Apple continues to build its position of dominance when it comes to app sales. Having just hit 15 billion app downloads, Apple is also revamping their approach to selling iAds in an attempt to win over more app developers.
The 15 Billion Benchmark
Between all iOS devices (i.e., iPods, iPhones, and iPads), Apple App Store has seen 15 billion total application downloads. That’s coming from 200 million iOS devices that have been activated in over 90 countries, and which have access to “425,000 apps and […] an incredible array of over 100,000 native iPad apps,” according to the Apple Press Release. And what does all this mean for developers? Well … cash. “Apple has paid developers over $2.5 billion to date.”

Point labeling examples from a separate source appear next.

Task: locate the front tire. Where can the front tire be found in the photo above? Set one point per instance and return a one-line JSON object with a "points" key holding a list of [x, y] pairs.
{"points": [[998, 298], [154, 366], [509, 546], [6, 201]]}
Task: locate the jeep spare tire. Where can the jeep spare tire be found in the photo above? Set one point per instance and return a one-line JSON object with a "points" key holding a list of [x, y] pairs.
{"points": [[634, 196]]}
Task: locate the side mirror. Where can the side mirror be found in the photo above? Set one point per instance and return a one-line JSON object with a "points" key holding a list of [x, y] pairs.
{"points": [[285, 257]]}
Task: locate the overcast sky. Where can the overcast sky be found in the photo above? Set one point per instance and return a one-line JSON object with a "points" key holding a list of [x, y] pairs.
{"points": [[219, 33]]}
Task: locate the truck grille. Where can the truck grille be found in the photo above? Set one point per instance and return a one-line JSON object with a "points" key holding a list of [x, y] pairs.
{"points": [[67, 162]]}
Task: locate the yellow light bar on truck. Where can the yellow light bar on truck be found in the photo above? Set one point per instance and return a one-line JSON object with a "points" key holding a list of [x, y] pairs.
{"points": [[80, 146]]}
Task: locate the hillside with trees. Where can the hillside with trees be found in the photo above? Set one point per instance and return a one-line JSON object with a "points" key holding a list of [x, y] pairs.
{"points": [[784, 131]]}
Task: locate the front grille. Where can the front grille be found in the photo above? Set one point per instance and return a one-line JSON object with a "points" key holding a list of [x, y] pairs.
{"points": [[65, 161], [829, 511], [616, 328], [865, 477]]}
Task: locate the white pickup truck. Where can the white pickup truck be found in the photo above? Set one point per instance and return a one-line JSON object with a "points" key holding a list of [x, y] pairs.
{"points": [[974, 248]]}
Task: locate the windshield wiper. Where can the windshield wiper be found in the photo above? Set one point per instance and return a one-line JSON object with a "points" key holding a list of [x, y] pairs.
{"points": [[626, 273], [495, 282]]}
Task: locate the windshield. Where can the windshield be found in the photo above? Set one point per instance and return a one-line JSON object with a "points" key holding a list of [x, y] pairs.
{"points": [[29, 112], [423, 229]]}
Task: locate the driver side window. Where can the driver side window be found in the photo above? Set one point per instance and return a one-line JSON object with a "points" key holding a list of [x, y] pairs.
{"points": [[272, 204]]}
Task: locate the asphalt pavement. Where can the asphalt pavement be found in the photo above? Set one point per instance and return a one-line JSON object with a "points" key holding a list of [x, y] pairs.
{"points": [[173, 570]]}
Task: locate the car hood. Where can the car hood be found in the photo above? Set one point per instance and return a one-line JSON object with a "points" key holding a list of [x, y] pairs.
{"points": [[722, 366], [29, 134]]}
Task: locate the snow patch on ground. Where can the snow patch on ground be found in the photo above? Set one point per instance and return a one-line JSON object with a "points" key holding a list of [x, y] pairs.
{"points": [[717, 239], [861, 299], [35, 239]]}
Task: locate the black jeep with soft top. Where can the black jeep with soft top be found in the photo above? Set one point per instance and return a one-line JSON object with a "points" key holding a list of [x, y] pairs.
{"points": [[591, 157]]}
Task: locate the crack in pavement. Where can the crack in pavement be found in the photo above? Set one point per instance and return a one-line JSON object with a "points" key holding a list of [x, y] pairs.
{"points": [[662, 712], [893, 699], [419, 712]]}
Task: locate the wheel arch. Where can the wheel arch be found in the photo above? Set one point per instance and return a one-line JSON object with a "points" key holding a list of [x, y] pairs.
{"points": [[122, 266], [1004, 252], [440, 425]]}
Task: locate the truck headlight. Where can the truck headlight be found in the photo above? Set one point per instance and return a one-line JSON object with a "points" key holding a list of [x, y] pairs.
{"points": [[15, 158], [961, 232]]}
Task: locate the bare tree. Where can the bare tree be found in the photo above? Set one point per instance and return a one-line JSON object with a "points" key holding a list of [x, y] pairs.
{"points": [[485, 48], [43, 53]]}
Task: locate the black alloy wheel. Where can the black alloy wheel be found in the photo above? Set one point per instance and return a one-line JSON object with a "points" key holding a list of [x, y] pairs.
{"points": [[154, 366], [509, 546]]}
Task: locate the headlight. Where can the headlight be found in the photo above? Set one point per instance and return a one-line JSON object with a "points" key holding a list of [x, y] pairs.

The 15 billion figure puts Apple at three times the Google figure for downloads, which was at 4.5 billion during Google I/O. A huge chunk of iOS’s lead, however, stems from the popularity of the iPad – which, in the U.S., holds more than 90 percent of the tablet market.
As a footnote, the news of this success comes at the same time that Apple failed to garner the term “app store” as its own, exclusive title. This ruling comes in response to the injunction attempt against Amazon’s app store. While not seen as a generic title just yet, U.S. Judge Phyllis Hamilton indicated that “Apple has not established ‘a likelihood of confusion'” for the term, according to Reuters.
The New Sales Approach to iAds
iAds, Apple’s in-app advertising system, has previously been seen as little more than a niche option for Apple app developers. Sine iAds are costly and are exclusive to iOS devices, many developers have chosen Google’s AdMob or one of several third-party advertising mechanisms to monetize their app.
According to Bloomberg, “iAd mobile-advertising business has cut rates by as much as 70 percent.” Additionally, Apple is selling advertising packages to ad re-sellers in dramatically smaller chunks. While the previous minimum purchase was one million dollars, Apple is now cutting ad agencies deals for batches of as little as $300,000.
Beyond allowing Apple to better monetize its apps and keep iOS advertisements out of Google’s hands, this move from Apple creates additional incentives to have developers focus on iOS app creation and optimization.